The commercial concluded by calling the design of the iPhone 5 "a dazzling display of common sense."
At the time, larger smartphones running Android were flooding the market, and gaining some popularity, as some users showed a preference for large displays that could show more content.
The 4-inch display eventually gave way to not one but two larger handsets in 2014: the iPhone 6 and iPhone 6 Plus. Not coincidentally, the iPhone 6 series also represented tremendous growth for Apple, as consumers who had been waiting for a big-screen iPhone finally got their wish.
Still, Apple didn't want to abandon its dedication to one-handed use, and so alongside the iPhone 6 came a new feature dubbed "Reachability," which brings the top of the display down to a more manageable area for a thumb to reach. To invoke this, users tap — but do not press — the home button twice, allowing for a single touch on the screen before automatically re-expanding to full-size.
But the new iPhone X doesn't have a physical home button, and according to iOS 11 digging by developer Guilherme Rambo, there is not currently any support for Reachability on the new hardware.
While that could change ahead of launch, other tweaks to iOS suggest one-handed use is no longer a priority.
The iPhone X also utilizes a new gesture to multitask and return to the home screen, requiring users to swipe up from the bottom of the screen. This means that Control Center is no longer accessed from the bottom of the screen with the iPhone X.
Instead, users must swipe down from the upper right "notch" corner on the display to access Control Center. For users who use Control Center for quick actions like HomeKit controls, flashlight, media playback and more, the radical design change of the iPhone X will force a change in habit.
Further, the one-handed use changes don't just affect the iPhone X. Using Reachability on a Plus-sized iPhone running the golden master of iOS 11, users cannot swipe down from the top of the display to invoke Notification Center.
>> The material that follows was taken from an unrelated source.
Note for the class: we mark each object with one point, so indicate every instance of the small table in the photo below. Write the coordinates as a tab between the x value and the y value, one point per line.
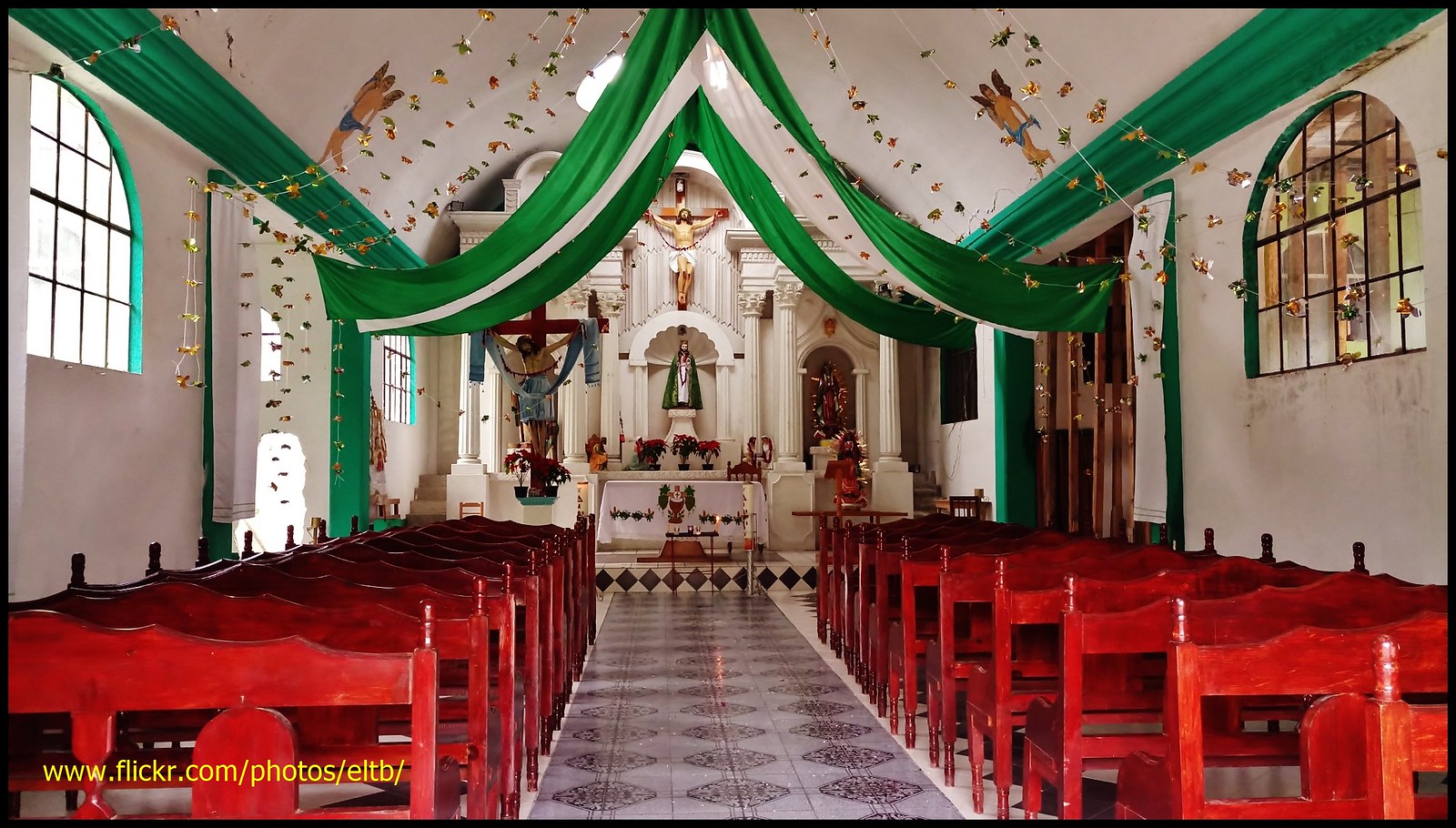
683	546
Interestingly, iOS 11 does offer one concession for one-handed users: A new one-handed keyboard option that makes it easier to type by cramming the virtual keys onto one side of the device.
The market has shown that users prefer bigger phone screens, and the iPhone X satisfies that trend with the largest iPhone screen ever, measuring 5.8 inches diagonally.
For those who prefer one-handed use occasionally, or basically require it for accessibility reasons, the iPhone 8 and iPhone 8 Plus are still available. Apple even continues to sell the legacy iPhone 7 and iPhone 6s series models. And the iPhone SE offers a no-compromises one-handed experience for users who consider that a must-have.
But the debut of the iPhone X might be an indication that Apple's catering to one-handed iPhone use is a thing of the past.